But opponents are worried the Government may be overreaching themselves by using the power.

Russell said it was going to lead to “constitutional crisis”, with Tory ministers being able to change the laws of Scotland by decree and without any accountability.

When asked outright if he was concerned that the UK Government would use “these so-called Henry VIII powers” to decide what was devolved and what was not, Russell said: “Of course, that is what they are intending to do.”

The Brexit Secretary said he and his department had seen a draft of the Repeal Bill two weeks ago.

“The normal thing for a Bill of this nature would be that officials would work together over a long period of time to get it right because it affects Scotland so much,” Russell said.

The minister added: “Up until now there is a list of things that are devolved and a list of things that are reserved. Now there will be areas which are neither, or both, and decisions will be made by UK ministers without consulting the Scottish Parliament and Scottish Government on matters which are actually devolved. That is unacceptable and it would lead to chaos.”

Duncan, the former MEP who was made a Lord and appointed to the Scotland Office last month, told the programme: “What we are talking about in this interim period is a transition period.”

He added “These powers will be used to determine what should be part of a common framework, replacing the common framework of the EU, and that should be done through an agreement between each of the particular powers moving forward.

“There will also be elements that go straight back to Scotland, to Wales, to Northern Ireland because they do not fit into a necessary component of a common framework.”

Duncan added that if the Scottish Parliament voted against granting consent for the Repeal Bill it would cause significant difficulties and if the Scottish Government engaged in brinkmanship it would put people in jeopardy.

He said: “The First Minister will have to explain to them exactly what’s she’s going to do instead of that. It’s not good enough simply to posture.
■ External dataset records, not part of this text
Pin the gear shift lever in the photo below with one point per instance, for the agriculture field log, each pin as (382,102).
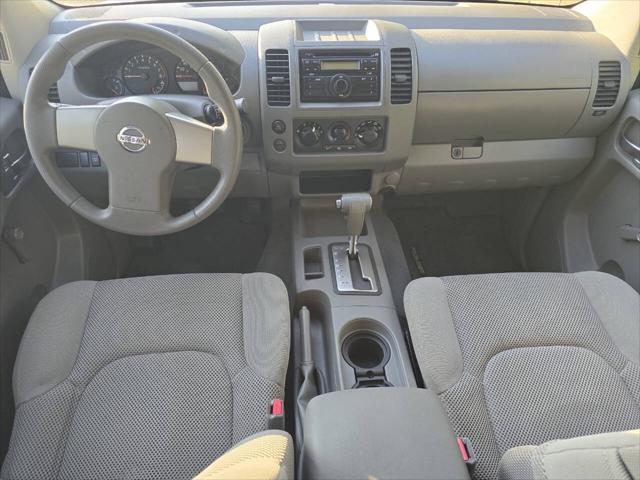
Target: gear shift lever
(354,206)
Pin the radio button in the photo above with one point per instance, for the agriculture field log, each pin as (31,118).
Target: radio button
(279,127)
(340,85)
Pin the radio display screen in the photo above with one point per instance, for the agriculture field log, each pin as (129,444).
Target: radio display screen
(340,65)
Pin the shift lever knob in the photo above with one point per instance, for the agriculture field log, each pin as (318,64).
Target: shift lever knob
(354,206)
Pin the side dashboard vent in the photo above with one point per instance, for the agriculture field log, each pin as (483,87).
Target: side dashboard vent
(53,95)
(608,84)
(401,76)
(278,78)
(4,49)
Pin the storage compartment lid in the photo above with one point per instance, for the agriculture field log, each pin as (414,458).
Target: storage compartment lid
(380,433)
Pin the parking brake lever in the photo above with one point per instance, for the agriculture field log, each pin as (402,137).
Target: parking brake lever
(354,206)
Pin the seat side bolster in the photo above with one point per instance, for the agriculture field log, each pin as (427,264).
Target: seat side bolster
(618,306)
(51,342)
(433,333)
(266,322)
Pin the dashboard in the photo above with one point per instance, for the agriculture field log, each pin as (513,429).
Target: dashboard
(417,97)
(132,68)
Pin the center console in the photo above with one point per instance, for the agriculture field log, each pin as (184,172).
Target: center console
(380,433)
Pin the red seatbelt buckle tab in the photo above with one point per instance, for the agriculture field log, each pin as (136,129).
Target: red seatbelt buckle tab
(467,452)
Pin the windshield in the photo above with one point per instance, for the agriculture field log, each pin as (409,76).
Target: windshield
(86,3)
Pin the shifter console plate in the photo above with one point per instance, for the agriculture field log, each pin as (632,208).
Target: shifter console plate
(354,277)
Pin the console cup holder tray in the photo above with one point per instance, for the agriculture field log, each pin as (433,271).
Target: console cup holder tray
(368,353)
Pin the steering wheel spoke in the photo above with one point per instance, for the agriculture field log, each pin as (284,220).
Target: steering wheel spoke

“You need to be able to say to people who are going to be affected on the day after Brexit that they will be able to go forward and continue to do business as they do now.”

Duncan added: “I think right now we would have significant difficulties in the body politic in Scotland if there’s no certainty of what laws will apply to Scotland after a particular Brexit moment ... I suspect at that point there would be serious implications.”

Meanwhile, former top civil servant Gus O’Donnell warned May that her Government is woefully under- prepared for the work needed for Brexit. Writing in the Observer, he calls on ministers to “start being honest about the complexity of the challenge.

“There is no chance all the details will be hammered out in 20 months,” he warned, calling for a long transition phase.